When it comes to monitoring, many contractors do not have a process for identifying in a dynamic fashion which data is classified, sensitive or publicly available. Without understanding which data, if compromised, would impact the mission the most, how are they supposed to know which users and entities to monitor? The task becomes even harder for large contractors who are managing thousands of employees and subcontractors working on multiple different contracts. Investigating every potential threat for that number of people isn’t practical, which is why a risk-based approach is key. If they know which data sets are most sensitive, then they know to prioritize users who are elevating risk of that data being compromised.

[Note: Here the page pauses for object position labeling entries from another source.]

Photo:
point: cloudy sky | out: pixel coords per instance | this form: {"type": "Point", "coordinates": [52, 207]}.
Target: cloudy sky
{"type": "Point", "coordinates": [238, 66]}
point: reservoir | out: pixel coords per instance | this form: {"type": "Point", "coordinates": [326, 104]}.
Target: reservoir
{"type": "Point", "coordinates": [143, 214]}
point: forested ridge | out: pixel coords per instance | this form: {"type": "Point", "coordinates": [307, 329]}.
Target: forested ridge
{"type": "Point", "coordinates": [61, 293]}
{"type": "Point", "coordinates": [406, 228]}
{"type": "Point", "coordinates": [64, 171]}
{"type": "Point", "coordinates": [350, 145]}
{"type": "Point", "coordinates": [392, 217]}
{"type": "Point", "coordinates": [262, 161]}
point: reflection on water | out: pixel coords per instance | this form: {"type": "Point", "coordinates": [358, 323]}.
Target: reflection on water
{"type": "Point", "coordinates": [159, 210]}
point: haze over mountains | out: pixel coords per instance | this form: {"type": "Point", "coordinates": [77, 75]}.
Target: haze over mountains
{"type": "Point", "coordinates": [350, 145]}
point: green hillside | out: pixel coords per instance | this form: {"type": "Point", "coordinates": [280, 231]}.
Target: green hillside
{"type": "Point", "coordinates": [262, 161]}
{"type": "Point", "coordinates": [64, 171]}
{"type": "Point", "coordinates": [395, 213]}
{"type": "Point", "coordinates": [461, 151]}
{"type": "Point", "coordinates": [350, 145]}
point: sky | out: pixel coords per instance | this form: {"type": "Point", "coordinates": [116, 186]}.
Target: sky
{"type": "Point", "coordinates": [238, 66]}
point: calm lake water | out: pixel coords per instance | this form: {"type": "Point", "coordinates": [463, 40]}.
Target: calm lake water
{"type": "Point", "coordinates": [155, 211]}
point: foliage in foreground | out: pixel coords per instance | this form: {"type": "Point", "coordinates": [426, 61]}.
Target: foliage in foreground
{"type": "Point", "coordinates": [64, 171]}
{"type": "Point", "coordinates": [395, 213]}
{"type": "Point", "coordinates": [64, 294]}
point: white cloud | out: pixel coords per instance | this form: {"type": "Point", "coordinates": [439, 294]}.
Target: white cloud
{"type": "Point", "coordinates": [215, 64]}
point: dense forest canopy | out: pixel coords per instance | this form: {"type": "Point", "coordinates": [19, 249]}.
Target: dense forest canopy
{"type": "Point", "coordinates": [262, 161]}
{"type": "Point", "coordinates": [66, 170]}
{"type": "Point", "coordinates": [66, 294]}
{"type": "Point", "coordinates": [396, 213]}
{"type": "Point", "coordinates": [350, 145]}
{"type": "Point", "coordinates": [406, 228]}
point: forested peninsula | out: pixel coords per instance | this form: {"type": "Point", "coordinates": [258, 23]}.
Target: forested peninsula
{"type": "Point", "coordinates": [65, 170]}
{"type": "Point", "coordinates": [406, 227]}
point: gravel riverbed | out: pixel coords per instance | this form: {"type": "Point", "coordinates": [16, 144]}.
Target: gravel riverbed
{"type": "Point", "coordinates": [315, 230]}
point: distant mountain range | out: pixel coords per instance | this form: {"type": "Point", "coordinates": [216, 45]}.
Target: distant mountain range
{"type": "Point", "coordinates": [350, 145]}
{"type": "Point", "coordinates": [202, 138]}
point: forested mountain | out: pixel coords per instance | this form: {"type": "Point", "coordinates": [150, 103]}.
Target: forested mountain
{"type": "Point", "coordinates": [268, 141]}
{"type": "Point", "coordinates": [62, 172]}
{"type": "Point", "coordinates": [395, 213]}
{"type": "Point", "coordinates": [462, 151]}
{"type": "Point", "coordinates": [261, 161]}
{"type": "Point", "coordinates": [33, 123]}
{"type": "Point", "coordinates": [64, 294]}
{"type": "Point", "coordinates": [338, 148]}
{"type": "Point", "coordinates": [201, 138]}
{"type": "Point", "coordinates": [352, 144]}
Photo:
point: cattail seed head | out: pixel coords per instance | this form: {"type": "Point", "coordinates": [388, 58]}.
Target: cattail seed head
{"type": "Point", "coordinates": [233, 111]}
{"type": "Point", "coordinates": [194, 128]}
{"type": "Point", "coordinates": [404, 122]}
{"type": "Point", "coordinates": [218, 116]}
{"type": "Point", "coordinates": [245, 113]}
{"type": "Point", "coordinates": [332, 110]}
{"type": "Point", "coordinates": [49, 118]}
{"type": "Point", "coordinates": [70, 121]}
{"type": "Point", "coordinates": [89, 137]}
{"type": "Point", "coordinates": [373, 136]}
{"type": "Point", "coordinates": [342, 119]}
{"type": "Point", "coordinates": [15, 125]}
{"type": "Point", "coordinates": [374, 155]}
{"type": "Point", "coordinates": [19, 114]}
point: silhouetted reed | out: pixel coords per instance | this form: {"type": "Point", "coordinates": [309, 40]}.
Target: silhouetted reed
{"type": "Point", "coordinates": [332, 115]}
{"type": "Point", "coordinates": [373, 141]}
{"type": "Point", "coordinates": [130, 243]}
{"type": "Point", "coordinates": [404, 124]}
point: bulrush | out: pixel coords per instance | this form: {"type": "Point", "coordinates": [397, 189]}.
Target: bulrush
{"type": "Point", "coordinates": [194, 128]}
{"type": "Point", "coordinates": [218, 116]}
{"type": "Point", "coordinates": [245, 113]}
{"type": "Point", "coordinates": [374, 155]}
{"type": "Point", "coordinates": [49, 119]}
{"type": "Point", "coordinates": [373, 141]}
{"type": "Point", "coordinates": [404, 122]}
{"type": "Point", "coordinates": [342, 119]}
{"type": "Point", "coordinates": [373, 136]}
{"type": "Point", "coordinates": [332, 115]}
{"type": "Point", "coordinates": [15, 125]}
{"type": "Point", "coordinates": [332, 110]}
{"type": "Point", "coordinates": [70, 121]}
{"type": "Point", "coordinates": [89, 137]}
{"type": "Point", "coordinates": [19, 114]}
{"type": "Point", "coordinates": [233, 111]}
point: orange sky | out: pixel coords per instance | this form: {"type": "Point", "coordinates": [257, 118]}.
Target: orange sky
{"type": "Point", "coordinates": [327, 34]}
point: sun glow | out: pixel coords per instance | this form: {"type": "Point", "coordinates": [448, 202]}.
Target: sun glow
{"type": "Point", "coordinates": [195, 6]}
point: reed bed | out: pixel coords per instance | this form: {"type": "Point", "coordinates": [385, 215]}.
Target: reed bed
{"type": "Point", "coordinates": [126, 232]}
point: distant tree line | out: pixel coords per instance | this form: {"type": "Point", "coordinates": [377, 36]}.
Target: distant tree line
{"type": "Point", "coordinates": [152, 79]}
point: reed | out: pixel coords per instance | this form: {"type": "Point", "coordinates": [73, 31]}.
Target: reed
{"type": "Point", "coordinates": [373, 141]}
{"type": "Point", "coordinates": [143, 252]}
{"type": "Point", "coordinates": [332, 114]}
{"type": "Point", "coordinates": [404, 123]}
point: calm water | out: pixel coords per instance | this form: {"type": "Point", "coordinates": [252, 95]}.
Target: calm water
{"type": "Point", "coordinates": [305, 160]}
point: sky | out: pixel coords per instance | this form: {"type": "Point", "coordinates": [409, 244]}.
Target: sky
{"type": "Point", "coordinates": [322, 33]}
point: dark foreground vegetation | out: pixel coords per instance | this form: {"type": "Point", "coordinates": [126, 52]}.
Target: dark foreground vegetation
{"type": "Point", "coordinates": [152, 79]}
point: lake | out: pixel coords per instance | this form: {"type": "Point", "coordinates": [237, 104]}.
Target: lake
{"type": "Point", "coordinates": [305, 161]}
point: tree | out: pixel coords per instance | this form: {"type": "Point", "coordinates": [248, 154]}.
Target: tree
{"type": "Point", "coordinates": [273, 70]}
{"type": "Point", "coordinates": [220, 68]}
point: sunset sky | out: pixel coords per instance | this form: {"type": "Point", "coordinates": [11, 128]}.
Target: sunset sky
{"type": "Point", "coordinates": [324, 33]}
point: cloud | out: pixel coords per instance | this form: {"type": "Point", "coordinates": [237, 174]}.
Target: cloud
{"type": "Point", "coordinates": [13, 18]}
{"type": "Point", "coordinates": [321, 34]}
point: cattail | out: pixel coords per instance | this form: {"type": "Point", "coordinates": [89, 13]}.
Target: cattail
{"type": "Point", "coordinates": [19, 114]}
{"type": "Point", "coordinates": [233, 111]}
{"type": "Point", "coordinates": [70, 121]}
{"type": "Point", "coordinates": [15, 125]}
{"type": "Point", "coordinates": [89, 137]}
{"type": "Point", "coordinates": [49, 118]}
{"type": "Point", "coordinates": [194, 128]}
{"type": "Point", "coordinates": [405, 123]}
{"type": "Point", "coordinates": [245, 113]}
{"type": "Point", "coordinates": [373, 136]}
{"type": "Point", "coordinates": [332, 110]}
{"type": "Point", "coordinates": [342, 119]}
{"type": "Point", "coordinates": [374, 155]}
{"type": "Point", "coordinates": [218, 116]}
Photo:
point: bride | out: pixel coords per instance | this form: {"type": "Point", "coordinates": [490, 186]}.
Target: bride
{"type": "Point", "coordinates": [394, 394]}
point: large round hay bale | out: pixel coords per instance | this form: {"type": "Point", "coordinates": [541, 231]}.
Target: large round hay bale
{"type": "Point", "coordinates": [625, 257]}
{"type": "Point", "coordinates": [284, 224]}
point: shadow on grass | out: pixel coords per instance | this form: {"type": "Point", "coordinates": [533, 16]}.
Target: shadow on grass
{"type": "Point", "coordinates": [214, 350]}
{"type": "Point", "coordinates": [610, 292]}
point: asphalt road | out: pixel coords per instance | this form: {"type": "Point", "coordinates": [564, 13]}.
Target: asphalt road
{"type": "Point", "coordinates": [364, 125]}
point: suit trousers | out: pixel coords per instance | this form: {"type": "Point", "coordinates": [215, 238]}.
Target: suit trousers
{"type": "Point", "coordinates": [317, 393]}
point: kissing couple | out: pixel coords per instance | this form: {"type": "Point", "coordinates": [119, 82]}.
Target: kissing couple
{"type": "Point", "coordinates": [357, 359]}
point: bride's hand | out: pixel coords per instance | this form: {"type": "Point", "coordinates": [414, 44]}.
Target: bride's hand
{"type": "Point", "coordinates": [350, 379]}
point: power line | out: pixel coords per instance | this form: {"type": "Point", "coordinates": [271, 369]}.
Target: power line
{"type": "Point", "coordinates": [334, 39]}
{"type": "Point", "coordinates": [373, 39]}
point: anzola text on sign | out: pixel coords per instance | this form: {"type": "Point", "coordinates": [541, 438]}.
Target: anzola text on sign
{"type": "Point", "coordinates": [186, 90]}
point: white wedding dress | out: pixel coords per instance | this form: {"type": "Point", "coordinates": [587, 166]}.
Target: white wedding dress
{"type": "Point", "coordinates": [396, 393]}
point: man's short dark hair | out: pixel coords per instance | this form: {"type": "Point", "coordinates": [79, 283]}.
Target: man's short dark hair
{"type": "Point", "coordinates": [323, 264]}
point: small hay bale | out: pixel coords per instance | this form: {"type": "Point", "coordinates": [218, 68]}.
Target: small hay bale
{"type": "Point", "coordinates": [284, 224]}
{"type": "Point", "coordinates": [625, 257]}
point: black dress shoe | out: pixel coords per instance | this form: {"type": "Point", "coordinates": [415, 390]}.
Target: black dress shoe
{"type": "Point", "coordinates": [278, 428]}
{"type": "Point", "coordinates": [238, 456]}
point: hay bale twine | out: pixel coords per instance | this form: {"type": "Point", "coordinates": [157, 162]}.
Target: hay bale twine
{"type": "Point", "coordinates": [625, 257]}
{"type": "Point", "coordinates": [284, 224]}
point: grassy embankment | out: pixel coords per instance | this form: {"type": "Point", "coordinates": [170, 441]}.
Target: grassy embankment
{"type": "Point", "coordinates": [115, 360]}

In addition to adopting a risk-based approach, a combination of technologies can help achieve and maintain compliance. Contractors should leverage tools that highlight where sensitive data resides and use tagging technologies to label data sets appropriately. They should also deploy basic security tools like encryption and multi-factor authentication in addition to data loss prevention to detect and stop sensitive data from leaving before it’s too late. User and entity behavior analytics should be integrated to not only detect unusual behavior, but also to prioritize threat alerts based on users’ risk profiles so that analysts only receive the most critical threats, and can act quickly to mitigate. Finally, automating compliance and security processes would save manpower and time, and better protect the organization as a whole because everyone is working off the same set of data and is able to see their security and compliance posture at any point in time.
By January 1, contractors must show they have a plan in place to comply. Considering the special publication came out two years ago, I suspect many are on their way to compliance, or at least I hope so. DOD contractors are handling some of our most sensitive information—your data, my data, our nation’s data. They must step up their cybersecurity game to protect that data and this is a first step along that path.
Thomas Jones is a federal systems engineer at Bay Dynamics, a cyber risk analytics company. With more than 25 years of experience in information technology, Jones has held roles as a federal contractor, sales engineer, solutions architect, system engineer, network engineer and senior consultant working with the federal government.